El otro caso es de las llamadas mesas 900000, creadas para que peruanos de poblados lejanos incluso al distrito donde pertenecen pudieran votar sin tener que caminar incluso horas. Estas mesas son 4703 y permiten que aproximadamente 235 mil peruanos de cientos de centros poblados (aproximadamente 3010) voten. Esta realidad que existe hace más de 30 años era desconocida por el candidato López que primero dijo que eran "mesas fantasmas"; luego sostuvo que no habían actas y finalmente dijo que los resultados habían sido modificados, basado en estudios de "expertos". Primero la ignorancia y luego el atrevimiento de juntaron para que hoy algunos sostengan que "ahí nace la diferencia" con la que el comunista Sánchez lograría pasar a Segunda Vuelta.
Al respecto hay que ser claros, sin presencia de personeros, no podemos sostener nada sin pruebas. Se supone que la Oficina Nacional de Procesos Electorales ONPE debe dar explicaciones y a priori podríamos pensar que más de 235 mil personas son cómplices de una maniobra dolosa; algo por cierto increíble.

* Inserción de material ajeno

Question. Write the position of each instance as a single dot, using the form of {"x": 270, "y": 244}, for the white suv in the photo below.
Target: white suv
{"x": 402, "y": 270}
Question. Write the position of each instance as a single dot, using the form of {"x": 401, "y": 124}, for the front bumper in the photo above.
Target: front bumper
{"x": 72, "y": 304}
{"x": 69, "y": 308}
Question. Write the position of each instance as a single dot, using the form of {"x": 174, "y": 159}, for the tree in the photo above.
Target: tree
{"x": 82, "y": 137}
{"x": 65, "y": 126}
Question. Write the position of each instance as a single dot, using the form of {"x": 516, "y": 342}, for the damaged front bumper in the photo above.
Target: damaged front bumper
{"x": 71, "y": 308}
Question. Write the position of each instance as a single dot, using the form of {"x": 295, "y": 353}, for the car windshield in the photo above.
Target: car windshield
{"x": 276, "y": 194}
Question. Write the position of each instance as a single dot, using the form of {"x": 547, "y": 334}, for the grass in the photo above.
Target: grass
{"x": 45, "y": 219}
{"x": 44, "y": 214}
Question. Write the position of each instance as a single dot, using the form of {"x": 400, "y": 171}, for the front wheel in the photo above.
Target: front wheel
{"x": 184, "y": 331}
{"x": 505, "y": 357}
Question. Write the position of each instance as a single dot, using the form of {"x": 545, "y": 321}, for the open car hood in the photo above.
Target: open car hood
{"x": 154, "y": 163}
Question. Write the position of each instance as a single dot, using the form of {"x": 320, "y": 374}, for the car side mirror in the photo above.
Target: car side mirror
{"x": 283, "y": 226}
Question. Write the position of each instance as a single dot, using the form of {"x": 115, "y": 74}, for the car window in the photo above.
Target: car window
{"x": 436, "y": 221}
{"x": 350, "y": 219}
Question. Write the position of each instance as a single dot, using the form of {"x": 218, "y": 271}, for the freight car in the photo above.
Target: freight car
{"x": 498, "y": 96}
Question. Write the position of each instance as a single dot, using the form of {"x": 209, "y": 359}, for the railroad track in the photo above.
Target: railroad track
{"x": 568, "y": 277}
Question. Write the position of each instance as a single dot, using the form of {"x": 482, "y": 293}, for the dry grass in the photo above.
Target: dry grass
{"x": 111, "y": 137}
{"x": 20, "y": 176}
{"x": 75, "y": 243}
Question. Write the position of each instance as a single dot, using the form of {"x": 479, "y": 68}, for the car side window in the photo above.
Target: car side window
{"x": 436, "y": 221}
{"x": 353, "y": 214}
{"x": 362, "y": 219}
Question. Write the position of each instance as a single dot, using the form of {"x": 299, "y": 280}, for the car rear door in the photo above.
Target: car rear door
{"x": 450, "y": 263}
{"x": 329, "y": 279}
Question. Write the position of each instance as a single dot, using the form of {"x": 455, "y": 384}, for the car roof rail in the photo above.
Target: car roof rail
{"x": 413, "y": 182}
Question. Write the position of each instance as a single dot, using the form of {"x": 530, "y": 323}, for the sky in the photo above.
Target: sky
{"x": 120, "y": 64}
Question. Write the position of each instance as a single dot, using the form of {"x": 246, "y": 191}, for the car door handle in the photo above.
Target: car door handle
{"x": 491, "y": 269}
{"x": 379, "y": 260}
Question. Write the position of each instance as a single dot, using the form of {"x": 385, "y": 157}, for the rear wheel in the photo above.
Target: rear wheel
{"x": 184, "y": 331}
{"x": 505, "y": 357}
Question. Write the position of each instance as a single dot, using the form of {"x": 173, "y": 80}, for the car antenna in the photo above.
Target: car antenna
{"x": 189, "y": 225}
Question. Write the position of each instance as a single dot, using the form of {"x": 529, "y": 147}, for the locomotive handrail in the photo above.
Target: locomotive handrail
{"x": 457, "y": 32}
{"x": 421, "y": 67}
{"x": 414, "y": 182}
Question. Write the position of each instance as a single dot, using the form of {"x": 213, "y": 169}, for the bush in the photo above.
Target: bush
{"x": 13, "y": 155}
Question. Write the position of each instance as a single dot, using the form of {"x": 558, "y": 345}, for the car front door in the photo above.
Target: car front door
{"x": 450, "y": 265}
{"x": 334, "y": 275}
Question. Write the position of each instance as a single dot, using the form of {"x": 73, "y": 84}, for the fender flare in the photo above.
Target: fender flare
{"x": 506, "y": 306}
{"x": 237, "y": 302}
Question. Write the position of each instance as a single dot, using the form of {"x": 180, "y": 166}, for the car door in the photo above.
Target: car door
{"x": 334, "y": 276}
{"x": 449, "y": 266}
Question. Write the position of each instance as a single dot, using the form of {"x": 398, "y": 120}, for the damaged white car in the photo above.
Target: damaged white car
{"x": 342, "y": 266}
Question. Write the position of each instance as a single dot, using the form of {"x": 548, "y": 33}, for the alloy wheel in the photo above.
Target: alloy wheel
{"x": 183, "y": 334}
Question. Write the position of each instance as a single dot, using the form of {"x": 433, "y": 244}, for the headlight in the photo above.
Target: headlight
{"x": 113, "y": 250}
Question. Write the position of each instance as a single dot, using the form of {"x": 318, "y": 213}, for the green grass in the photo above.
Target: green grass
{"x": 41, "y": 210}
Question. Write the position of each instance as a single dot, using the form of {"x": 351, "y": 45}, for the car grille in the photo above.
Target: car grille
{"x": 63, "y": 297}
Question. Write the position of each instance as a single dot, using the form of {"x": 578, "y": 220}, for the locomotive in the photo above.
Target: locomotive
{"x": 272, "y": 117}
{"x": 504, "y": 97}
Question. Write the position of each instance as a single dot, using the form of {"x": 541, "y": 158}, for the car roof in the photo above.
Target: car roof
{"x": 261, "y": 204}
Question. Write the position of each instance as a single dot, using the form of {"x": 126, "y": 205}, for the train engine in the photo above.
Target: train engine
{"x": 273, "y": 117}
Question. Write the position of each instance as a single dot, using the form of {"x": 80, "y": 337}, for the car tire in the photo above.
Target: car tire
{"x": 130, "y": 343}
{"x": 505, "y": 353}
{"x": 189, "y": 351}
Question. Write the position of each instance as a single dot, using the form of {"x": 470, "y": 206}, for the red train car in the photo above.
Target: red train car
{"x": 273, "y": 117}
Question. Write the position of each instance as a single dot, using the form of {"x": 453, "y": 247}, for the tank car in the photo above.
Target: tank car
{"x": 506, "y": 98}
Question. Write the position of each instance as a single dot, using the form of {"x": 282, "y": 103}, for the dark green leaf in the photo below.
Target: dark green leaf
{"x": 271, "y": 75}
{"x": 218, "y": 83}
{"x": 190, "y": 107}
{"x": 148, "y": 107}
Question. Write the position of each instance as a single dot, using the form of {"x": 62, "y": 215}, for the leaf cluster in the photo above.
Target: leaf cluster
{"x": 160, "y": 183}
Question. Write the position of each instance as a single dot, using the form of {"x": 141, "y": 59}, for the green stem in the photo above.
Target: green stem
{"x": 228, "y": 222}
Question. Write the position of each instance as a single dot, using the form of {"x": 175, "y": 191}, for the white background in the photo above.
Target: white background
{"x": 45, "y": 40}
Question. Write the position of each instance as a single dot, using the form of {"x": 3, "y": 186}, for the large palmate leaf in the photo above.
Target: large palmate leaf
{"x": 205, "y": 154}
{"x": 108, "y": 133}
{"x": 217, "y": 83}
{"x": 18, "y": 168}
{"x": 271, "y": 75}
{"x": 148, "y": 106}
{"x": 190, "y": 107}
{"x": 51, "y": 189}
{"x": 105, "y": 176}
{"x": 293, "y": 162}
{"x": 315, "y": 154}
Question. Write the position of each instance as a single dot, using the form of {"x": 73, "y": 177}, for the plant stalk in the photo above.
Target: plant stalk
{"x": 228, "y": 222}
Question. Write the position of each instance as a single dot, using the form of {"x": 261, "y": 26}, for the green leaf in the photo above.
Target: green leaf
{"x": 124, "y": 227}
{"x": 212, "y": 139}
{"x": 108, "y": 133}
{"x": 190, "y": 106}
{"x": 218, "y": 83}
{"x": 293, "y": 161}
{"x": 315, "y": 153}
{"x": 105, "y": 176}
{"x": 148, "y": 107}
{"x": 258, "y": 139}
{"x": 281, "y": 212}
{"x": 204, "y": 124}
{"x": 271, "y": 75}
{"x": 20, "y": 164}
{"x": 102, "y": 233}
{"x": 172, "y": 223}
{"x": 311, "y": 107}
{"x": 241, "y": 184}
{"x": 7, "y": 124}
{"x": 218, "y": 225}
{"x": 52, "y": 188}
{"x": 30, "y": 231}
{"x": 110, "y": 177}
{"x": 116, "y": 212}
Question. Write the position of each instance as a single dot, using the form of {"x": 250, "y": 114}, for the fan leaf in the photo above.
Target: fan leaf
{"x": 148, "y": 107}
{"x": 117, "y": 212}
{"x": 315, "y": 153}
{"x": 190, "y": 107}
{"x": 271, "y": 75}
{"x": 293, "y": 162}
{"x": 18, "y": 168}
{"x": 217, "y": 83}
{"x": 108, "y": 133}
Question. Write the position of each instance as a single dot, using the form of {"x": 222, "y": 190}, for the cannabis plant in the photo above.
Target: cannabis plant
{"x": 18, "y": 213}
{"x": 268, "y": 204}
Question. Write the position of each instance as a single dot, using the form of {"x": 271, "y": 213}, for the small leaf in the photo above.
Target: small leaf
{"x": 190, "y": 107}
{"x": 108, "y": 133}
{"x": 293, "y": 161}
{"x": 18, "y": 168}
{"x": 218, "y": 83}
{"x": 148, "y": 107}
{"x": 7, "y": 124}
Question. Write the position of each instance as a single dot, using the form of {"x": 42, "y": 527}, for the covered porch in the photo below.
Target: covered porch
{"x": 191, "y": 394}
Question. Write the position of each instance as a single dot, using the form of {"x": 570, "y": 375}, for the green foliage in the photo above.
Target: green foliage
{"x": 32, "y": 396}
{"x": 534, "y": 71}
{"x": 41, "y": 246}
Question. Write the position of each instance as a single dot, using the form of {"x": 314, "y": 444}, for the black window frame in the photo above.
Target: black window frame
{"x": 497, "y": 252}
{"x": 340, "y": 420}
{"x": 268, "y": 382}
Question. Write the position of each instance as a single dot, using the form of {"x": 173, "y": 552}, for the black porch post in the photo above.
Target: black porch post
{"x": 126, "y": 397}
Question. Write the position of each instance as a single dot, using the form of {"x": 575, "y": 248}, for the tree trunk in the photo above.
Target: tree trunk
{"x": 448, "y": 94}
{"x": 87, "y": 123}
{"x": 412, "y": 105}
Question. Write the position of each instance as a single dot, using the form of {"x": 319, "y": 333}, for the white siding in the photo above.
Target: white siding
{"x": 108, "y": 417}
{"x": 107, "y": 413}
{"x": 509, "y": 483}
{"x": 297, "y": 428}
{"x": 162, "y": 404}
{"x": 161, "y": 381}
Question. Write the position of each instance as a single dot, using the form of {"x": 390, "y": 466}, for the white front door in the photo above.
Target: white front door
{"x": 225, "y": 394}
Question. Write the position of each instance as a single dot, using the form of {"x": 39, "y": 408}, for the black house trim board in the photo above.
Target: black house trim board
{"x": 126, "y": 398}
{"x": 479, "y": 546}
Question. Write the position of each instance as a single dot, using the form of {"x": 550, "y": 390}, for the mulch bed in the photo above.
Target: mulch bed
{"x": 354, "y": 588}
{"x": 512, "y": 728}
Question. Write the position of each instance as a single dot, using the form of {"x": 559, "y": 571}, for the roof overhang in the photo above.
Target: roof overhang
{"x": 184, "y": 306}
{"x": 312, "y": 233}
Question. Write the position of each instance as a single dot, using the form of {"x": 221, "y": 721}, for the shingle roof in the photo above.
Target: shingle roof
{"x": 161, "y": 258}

Los resultados de las mesas 900000 pudieron ser observados e incluso pedir un recuento de votos; ello en su momento si López no hubiera ignorado esta realidad y actuado en los plazos de ley. Ahora sigue echando estiércol y mantos de dudas sin importarle el Perú sino tan solo sus intereses. La soberbia, las medio verdades y sus consecuentes mentiras solo sirven para emputecer el ambiente.
Finalmente, infórmemonos primero, luego busquemos la verdad en base al raciocinio objetivo y libre de prejuicios. Basta de medio verdades y mentiras.
No permitamos que algunos nos lleves de las orejas, convirtiéndonos en tontos útiles de ciertos intereses.